Survival: Median follow up was 6.9 years. In unadjusted analyses, 5-year EFS and OS were 83% and 97%, respectively. The 5-year EFS was lower for patients ≥15 y vs. <15 y (85% vs 89%, p<0.01), as was the 5-year OS (96% vs. 99%, p< 0.01). In multivariable models, age ≥15 y (vs. younger) was associated with a 1.4-fold increased risk of EFS (HR: 1.4, 95% CI: 1.1, 1.8, p< 0.01), and more than a 3-fold increased risk of death (OS: HR: 3.1, 95% CI: 1.5, 6.4, p< 0.01).

The effect of age on EFS varied by histologic subgroup. Among those with non-MC histology, cumulative incidence of relapse did not significantly differ by age in unadjusted models (Figure A), however 5-year EFS was significantly worse in the older group (Figure B). In multivariable analyses, age ≥15 y (vs. younger) was associated with a 1.3-fold increased risk of EFS (HR: 1.3; 1.03 – 1.7, p= 0.03) (Table). Among patients with MC histology, age ≥15 y (vs. younger) was associated with significantly higher relapse rate (22% vs. 5%, p< 0.01) (Figure C) and significantly worse 5-year EFS (75% vs. 94%, p< 0.01) (Figure D).

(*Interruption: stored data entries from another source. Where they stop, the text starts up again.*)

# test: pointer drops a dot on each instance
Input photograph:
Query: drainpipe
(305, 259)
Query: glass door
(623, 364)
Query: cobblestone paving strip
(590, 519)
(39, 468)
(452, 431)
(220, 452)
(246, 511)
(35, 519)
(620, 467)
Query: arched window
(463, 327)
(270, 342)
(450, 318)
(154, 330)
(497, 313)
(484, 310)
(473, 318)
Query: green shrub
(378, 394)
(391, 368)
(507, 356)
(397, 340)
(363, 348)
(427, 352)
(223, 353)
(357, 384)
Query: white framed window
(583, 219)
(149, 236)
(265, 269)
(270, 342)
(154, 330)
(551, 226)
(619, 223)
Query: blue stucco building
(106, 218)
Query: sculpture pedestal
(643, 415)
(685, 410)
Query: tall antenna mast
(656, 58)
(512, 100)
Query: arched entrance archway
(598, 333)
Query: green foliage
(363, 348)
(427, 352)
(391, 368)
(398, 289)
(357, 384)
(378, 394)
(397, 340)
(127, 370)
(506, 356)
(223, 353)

This remained significant in multivariable models: patients with MC histology who were ≥15 y (vs. younger) had a 3.7-fold increased risk of EFS (HR: 3.7, 95% CI: 1.6, 8.9, p< 0.01) (Table).

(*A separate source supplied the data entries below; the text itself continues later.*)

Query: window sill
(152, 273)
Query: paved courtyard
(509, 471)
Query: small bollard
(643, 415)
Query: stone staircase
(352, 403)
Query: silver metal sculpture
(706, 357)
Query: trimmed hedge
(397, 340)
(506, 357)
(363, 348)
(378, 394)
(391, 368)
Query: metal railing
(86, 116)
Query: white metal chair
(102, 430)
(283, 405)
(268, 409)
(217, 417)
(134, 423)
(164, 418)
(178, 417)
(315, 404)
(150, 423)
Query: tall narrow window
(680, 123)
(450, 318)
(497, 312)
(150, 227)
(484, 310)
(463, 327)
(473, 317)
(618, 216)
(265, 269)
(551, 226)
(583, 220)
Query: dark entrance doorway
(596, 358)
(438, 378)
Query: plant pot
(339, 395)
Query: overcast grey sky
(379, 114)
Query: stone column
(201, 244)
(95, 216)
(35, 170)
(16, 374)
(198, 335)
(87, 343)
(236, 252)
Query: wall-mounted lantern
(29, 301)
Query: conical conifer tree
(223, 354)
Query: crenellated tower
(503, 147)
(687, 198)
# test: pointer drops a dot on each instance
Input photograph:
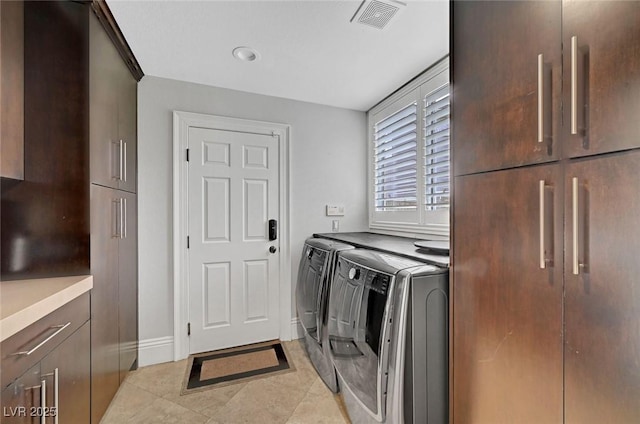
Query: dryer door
(310, 278)
(357, 333)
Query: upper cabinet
(12, 89)
(540, 81)
(113, 99)
(506, 80)
(601, 65)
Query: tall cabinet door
(499, 81)
(601, 76)
(127, 126)
(105, 360)
(602, 350)
(106, 167)
(127, 285)
(507, 327)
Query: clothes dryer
(388, 337)
(312, 291)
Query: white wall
(328, 165)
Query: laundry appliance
(312, 291)
(388, 337)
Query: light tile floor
(152, 395)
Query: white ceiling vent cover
(376, 13)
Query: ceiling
(309, 50)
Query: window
(409, 156)
(395, 161)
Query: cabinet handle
(115, 233)
(43, 401)
(58, 328)
(574, 198)
(124, 217)
(574, 85)
(542, 211)
(122, 160)
(56, 398)
(55, 375)
(540, 98)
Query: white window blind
(395, 161)
(409, 160)
(436, 148)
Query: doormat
(239, 364)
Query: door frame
(182, 121)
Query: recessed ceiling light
(246, 54)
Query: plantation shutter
(395, 161)
(436, 148)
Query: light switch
(335, 210)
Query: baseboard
(296, 329)
(155, 351)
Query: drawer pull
(58, 328)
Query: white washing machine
(388, 337)
(312, 291)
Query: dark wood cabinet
(113, 114)
(54, 379)
(507, 331)
(506, 368)
(45, 216)
(128, 286)
(605, 101)
(497, 83)
(21, 397)
(114, 306)
(12, 89)
(105, 360)
(602, 309)
(67, 373)
(114, 255)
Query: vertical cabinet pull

In patients receiving response-adapted therapy for de novo HL on contemporary COG trials, adolescents ≥15 y had worse EFS and OS compared to younger groups. The magnitude of the effect of age was higher in patients with MC disease. Although recent pediatric trials in HL have indicated better survival for some children with MC histology, alternative approaches or novel therapies should be considered for older adolescents with MC disease, whose outcomes appear more like adults.

Disclosures: No relevant conflicts of interest to declare.